Access To and Through Buildings
Solutions for architectural limitations

NCC 2019 Volume One
Area of NCC Requirements:
- Access for People with Disability
- Safe Movement and Circulation
- Relevant NCC Performance Requirements for Access & Egress
The Challenge
The proposed commercial development includes three key compliance departures from the Deemed-to-Satisfy (DTS) provisions of the NCC. These include insufficient latch-side clearances for two doors, grabrail encroachment into the circulation space of an accessible toilet, and a ramp landing that is undersized at a 90-degree turn. These non-compliances challenge the building's ability to meet required accessibility and safety standards, potentially impacting users with mobility limitations and risking non-approval unless adequately justified through performance-based compliance methods.
What This Really Means
The NCC’s DTS provisions provide clear, prescriptive rules for accessibility, but they are not the only pathway to compliance. Where strict dimensional compliance is impractical, the NCC allows performance-based solutions—provided the design can be shown to deliver equivalent outcomes in terms of usability, safety, and dignity for occupants.

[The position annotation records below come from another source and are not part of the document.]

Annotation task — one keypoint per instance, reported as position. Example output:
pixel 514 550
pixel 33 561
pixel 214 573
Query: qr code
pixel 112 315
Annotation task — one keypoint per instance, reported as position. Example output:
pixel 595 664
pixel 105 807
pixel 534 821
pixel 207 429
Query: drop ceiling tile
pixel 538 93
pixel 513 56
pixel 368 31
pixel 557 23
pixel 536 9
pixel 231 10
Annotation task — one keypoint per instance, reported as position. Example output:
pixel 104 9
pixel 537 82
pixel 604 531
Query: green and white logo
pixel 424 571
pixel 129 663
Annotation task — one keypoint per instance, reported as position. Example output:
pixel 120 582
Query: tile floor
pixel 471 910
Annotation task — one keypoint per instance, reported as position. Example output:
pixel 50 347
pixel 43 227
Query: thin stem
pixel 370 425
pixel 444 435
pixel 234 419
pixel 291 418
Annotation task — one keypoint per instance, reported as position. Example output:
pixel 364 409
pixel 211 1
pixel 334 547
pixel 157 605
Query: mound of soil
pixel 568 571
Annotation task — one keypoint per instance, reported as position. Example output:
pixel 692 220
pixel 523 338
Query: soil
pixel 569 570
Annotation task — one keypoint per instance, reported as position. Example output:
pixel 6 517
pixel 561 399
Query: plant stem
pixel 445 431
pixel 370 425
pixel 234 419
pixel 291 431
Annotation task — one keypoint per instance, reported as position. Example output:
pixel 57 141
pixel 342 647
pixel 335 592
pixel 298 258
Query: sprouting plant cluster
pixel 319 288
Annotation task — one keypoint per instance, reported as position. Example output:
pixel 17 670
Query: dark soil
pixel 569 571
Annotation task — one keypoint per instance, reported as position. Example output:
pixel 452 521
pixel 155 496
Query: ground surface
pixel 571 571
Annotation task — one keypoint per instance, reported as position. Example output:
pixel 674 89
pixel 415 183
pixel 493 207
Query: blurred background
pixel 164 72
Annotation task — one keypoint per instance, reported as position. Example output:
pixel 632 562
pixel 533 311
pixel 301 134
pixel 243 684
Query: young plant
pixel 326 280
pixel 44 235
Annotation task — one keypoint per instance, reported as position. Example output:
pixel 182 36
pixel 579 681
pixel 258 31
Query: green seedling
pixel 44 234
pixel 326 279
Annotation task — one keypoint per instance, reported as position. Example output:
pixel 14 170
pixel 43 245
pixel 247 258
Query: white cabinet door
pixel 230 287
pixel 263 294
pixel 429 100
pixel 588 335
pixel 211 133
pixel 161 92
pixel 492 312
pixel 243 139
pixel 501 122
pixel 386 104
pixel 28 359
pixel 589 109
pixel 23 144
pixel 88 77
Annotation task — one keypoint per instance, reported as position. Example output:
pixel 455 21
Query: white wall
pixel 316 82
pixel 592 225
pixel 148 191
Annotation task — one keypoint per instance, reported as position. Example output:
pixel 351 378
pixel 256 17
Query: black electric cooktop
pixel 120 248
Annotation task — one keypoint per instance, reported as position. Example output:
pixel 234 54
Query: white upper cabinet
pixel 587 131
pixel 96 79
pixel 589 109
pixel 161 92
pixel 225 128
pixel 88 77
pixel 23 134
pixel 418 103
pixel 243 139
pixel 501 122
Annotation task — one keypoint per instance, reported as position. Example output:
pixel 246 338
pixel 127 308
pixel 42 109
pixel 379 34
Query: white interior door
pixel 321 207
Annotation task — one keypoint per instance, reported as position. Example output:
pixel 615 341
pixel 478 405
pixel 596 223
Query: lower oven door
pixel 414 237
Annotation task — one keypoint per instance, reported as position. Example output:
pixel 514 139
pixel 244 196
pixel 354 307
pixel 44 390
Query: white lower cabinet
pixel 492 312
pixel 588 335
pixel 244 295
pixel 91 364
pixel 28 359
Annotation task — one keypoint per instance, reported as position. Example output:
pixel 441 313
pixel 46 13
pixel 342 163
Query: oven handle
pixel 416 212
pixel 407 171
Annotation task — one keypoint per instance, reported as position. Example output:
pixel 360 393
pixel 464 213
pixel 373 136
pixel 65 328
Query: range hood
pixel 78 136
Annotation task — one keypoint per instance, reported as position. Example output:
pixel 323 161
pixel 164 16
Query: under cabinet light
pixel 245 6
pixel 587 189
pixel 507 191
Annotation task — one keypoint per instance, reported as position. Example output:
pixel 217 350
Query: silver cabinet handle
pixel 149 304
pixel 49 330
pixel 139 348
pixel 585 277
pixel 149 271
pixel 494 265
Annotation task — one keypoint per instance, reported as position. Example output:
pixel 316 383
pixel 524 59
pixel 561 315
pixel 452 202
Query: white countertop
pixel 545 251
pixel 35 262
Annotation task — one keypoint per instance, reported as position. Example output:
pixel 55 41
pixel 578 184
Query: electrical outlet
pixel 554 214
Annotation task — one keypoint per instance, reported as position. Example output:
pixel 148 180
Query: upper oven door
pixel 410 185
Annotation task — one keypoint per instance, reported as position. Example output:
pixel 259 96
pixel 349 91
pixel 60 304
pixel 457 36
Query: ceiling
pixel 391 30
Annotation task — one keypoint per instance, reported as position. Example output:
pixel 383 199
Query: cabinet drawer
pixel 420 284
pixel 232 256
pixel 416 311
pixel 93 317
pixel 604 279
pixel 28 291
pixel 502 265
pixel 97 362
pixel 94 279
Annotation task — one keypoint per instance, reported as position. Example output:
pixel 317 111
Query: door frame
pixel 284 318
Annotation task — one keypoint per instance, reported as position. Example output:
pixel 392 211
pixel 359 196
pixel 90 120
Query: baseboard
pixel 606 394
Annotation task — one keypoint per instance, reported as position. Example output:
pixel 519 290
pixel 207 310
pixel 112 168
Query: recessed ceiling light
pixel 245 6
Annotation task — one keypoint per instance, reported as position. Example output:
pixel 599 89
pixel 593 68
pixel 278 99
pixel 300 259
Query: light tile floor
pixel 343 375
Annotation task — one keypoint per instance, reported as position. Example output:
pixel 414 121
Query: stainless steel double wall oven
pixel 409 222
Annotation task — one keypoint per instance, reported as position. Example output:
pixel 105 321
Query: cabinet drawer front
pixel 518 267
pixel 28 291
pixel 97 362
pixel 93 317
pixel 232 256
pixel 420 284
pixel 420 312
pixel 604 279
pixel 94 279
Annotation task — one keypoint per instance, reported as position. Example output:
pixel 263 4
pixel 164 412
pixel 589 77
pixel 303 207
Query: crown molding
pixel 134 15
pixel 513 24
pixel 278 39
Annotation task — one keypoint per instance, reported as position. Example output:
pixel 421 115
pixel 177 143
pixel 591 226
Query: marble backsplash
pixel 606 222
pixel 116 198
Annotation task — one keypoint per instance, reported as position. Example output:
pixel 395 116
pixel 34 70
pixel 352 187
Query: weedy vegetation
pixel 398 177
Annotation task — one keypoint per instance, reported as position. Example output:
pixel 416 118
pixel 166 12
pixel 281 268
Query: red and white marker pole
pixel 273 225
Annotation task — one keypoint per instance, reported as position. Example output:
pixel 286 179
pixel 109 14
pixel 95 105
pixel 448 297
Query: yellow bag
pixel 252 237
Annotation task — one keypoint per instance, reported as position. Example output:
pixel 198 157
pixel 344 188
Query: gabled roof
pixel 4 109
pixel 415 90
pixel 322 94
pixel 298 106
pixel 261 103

The key question becomes not whether a space exactly matches a diagram, but whether it still functions as intended for the people who rely on it.
The Solution
A performance-based approach was adopted to assess whether the proposed design achieved the intent of the NCC’s accessibility requirements.
The assessment considered:
- How users interact with doors, fixtures, and circulation spaces in real-world conditions
- Whether reduced clearances or minor encroachments materially affected usability
- How body dimensions, reach ranges, and movement patterns influence functional access
- Whether the proposed layouts still allowed safe and dignified movement for people using mobility aids
- How the design compared to the outcomes achieved by DTS-compliant arrangements
Rather than relying on prescriptive dimensions alone, the assessment focused on how the spaces perform for occupants and whether the overall experience remains safe, practical, and inclusive.
Why This Matters
The final report confirmed that the design satisfied the relevant NCC performance requirements through acceptable assessment methods, including expert judgement and comparison with DTS outcomes. The building was shown to provide access and usability outcomes equivalent to those intended by the prescriptive provisions.
This project demonstrates how performance solutions can resolve practical design constraints without undermining accessibility objectives. For commercial developments, it reinforces that thoughtful, evidence-based assessment can maintain compliance while avoiding unnecessary redesign or loss of functionality.